BMO Notes U.S. Swaps Trade Deficit With Canada for Other Countries

BY MT Newswires | ECONOMIC | 06:19 AM EDT

06:19 AM EDT, 05/07/2026 (MT Newswires) -- Ahead of the upcoming summit between the United States and China, Bank of Montreal (BMO) noted that the bilateral trade imbalance is melting before its eyes.

In fact, the latest trade data for March revealed that the U.S. now runs a larger trade deficit with Taiwan than it does with China, said the bank.

This is no "onemonth wonder," pointed out BMO. Over the past 12 months, the deficit with Taiwan hit US$177 billion, more than tripling in two years, versus US$165 billion with China, which has been nearly sawn in half in two years.

As recently as 2018, China's bilateral deficit with the U.S. was 27 times larger than Taiwan's gap.

Meantime, the deficit with Canada, which was larger than with Taiwan just two years ago, has narrowed to "near insignificance" at just US$33 billion, stated the bank.

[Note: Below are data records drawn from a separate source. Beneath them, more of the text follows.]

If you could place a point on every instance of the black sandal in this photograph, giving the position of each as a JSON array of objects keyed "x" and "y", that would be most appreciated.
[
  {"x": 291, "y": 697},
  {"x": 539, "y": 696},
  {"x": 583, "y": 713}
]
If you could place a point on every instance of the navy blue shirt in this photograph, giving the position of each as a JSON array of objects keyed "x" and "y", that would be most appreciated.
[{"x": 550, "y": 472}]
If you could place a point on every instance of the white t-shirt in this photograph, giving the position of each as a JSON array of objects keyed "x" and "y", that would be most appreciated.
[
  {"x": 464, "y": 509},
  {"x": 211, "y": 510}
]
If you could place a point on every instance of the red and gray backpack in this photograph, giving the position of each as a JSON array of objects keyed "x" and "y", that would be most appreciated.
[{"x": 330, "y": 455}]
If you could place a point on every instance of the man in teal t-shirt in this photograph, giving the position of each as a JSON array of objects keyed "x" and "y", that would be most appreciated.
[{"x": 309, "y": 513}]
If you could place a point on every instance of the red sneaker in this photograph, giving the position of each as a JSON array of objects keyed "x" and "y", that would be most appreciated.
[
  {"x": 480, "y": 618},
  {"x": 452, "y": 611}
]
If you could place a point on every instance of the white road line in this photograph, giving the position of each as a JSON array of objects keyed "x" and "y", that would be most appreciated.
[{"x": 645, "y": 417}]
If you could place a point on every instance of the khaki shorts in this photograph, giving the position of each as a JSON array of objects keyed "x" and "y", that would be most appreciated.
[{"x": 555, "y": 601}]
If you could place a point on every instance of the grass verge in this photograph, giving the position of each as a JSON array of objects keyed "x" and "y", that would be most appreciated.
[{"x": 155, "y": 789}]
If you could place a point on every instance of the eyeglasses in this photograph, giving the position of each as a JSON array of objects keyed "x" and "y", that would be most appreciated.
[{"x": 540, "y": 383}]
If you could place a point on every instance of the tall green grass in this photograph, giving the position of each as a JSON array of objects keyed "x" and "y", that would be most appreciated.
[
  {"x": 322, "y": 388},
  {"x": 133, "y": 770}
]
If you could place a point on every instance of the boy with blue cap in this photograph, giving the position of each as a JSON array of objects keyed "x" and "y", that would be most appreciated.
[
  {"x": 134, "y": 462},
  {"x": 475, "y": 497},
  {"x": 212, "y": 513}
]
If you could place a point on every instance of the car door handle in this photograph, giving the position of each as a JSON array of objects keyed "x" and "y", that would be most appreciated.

In a sense, this is the trade war and the Artificial Intelligence boom all wrapped up in a single chart, according to BMO. Even as tariffs have curtailed imports from two of the biggest suppliers to the U.S. economy --Canada and China -- the voracious U.S. appetite for technological gear -- and especially chips -- has stepped right in and kept the overall deficit nearly flat on net from pretariff levels.